Diehl recalled working to block a series of salary increase proposals during the end of informal sessions in 2014, soon after the Special Advisory Commission released its pay report.

“The average Massachusetts family has not enjoyed any tax cuts and now there is a proposal out there to fatten the pockets of those who refuse to provide that relief,” Diehl stated.

Lombardo described the pay increase as “unreasonable.”

“Quite frankly, it’s ridiculous and the taxpayers deserve better than this,” Lombardo added.

O’Connell labeled the proposal as “obscene” and vowed to “stand with the hardworking taxpayers to reject this money grab to line the pockets of those in power.”

Lyons recalled President Donald Trump’s recent inauguration speech, in which Trump noted that “for too long, a small group in our nation’s capital has reaped the rewards of government.”

Lyons said the Trump’s message “bears consideration.”

“Proposing a pay raise while money is being cut from essential programs is entirely inappropriate and sends the wrong message to the hard-working families and taxpayers who will be asked to pay for it,” Lyons added.

The lawmakers’ letter noted that more than $98 million was slashed from the latest round of budget projections “as state revenues came in under predictions.”

Citizens for Limited Taxation ripped the proposal in a press release Tuesday, describing it as an “arrogant pay grab.”

The anti-tax organization brought up a 1998 constitutional amendment barring lawmakers from casting votes to hike their own base salaries. The 1998 amendment allows for base pay for the rank-and-file to be adjusted once every two years and is based on fluctuations to Massachusetts median household income.

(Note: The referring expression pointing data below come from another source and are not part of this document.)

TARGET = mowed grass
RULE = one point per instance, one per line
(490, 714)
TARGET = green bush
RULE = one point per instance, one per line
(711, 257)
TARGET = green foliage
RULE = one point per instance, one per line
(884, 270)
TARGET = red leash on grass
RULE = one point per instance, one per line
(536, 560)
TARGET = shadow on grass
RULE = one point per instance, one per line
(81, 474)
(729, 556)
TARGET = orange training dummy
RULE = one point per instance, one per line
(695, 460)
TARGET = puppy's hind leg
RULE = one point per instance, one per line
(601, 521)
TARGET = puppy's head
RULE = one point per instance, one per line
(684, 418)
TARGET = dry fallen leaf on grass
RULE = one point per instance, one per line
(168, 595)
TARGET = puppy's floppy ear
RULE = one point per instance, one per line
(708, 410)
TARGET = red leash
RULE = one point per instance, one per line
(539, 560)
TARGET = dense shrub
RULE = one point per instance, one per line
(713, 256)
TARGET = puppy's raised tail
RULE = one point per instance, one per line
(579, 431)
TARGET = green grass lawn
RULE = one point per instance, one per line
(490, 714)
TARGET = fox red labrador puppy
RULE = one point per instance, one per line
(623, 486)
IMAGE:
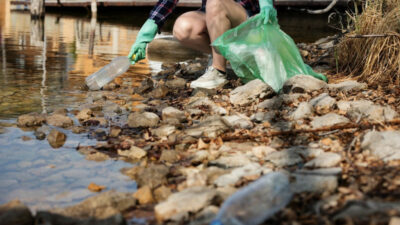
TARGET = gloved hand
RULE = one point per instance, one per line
(145, 36)
(268, 11)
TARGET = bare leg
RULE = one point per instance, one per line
(222, 15)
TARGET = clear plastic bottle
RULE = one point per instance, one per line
(108, 73)
(256, 202)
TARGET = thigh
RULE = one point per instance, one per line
(195, 20)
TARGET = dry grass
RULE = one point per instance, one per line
(375, 58)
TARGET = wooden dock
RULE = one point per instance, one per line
(182, 3)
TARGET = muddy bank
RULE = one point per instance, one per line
(337, 142)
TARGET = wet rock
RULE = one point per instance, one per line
(144, 195)
(231, 161)
(211, 127)
(349, 85)
(15, 213)
(327, 159)
(163, 131)
(84, 114)
(146, 86)
(314, 183)
(252, 169)
(323, 103)
(238, 121)
(190, 200)
(153, 175)
(145, 119)
(101, 206)
(384, 145)
(248, 93)
(59, 120)
(173, 113)
(133, 153)
(30, 120)
(56, 138)
(48, 218)
(162, 193)
(302, 84)
(330, 119)
(159, 92)
(177, 83)
(169, 156)
(304, 110)
(200, 103)
(271, 104)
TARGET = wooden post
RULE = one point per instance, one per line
(37, 8)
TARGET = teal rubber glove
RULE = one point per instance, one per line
(145, 36)
(268, 12)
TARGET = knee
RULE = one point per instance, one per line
(182, 29)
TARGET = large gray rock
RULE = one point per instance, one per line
(101, 206)
(145, 119)
(302, 84)
(385, 145)
(304, 110)
(15, 213)
(190, 200)
(238, 121)
(330, 119)
(349, 85)
(249, 92)
(59, 120)
(30, 120)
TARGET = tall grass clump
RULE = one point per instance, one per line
(371, 50)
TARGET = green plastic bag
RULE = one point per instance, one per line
(262, 51)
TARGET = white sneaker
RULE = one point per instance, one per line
(211, 79)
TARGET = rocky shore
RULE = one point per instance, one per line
(339, 143)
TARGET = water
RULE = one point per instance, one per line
(42, 70)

“They’ve now schemed to circumvent that prohibition and insult the voters who foolishly believed them that they’d never again vote for their pay raises,” CLT claimed in its release.

Chip Ford, the organization’s executive director, said any lawmaker who votes to support the pay raises “tells constituents of each legislator all they need to know.”

He also pointed out that the proposal was discussed without the benefit of holding a public hearing and noted that Massachusetts lawmakers already rank sixth out of 50 state legislative bodies in America in terms of pay.

“Now they’re shooting for number one and this shameless haul would put them close, if not there,” Ford added.

Baker has said he will not accept a pay raise but has not yet indicated whether he’d veto the bill if it landed on his desk.

DeLeo, just prior to fielding questions from reporters, appeared to be in a jovial mood.

“Let’s talk about the Patriots?” he joked. “What do you want to know?”